2. Verdrehte Gurte sind möglichst zu vermeiden.
3. Kein Funkgerät an der Schutzweste anklemmen; nur in der Halterungstasche der Schutzweste.
4. Keine Handschuhe, Kabelbinder, Notizblöcke etc. unterhalb des Becken- und Schultergurtes beziehungsweise zwischen Gurt und Körper. Die Gurtlose wird dadurch verstärkt.
5. Gurtverlauf über das Beinholster unbedingt vermeiden.
6. Beinholster ist in sitzender Position am besten auf der Oberseite des Oberschenkels zu tragen; seitlicher Kontakt zur Fahrzeugtür ist möglichst zu vermeiden.
7. Position des Fahrzeugsitzes ist möglichst bei Dienstbeginn mit FEM am Körper einzustellen; zusätzlich ist die Position der Lenksäule an den Fahrzeugführer anzupassen. Spätestens bei Fahrantritt ist daran zu denken.
Faustregel für den korrekten Abstand zum Airbag:
Schulter an Rückenlehne anlehnen und Handgelenke aufs Lenkrad!
8. Vermeiden Sie, einfach in den Dienstwagen einzusteigen, ohne Ihre Sitzposition zu überprüfen und gegebenenfalls anzupassen – hier beginnt die Eigensicherung!
9. Tragen des Stichschutzes stellt beim Frontalaufprall nach derzeitiger Kenntnis kein erhöhtes Verletzungsrisiko für den Oberkörper und den Brustkorb dar.
10. Klingenfang an der Schutzweste stärker polstern (im Rahmen der Beschaffung).
11. Keine schweren oder scharfkantigen Gegenstände ungesichert auf der Rückbank transportieren.
12. Angurten der Einsatztasche zwingend notwendig und als Alternative tolerierbar.
13. Rückbank sollte frei von Gegenständen sein (Gefahrenreduzierung).
14. Keine Schubladen unter dem Sitz; wenn, nur mit Sicherung (analog Nr. 11).
15. Beschulung der Anwärter – Übernahme der Erkenntnisse in der Lehre; Fahrsicherheitstraining.

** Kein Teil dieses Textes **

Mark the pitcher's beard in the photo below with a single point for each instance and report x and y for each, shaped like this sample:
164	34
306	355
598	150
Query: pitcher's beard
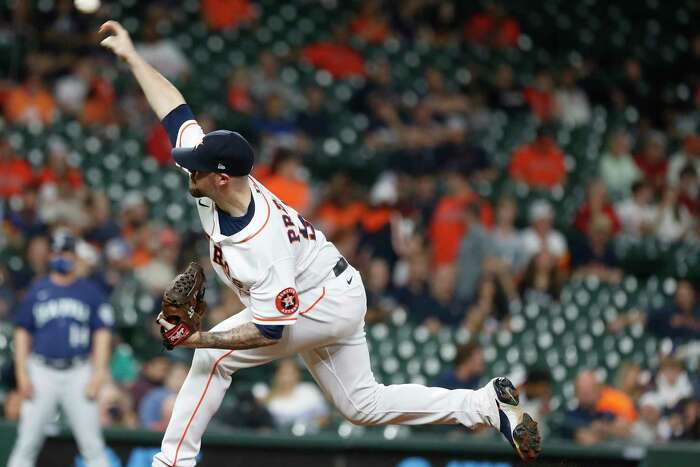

16. Aufnahme im Leitfaden 371 –Eigensicherung, gegebenenfalls Herausgabe eines Erlasses/Aufnahme im Belehrungsordner analog Alarmfahrten „Sonder- und Wegerechte“ (Obere Landes-/Dienstbehörde).
17. Überlegung zu einer anonymisierten Erhebung über unfallbedingte Verletzungen von Einsatzkräften (Gremien der Personalvertretung/Obere Landes-/Dienstbehörde).
18. Forschungsergebnisse sind in die Evaluation von Dienstunfällen seitens des Dienstherrn, zum Beispiel Dezernat Unfallfürsorge, zu berücksichtigen (Gremien der Personalvertretung/Obere Landes-/Dienstbehörde).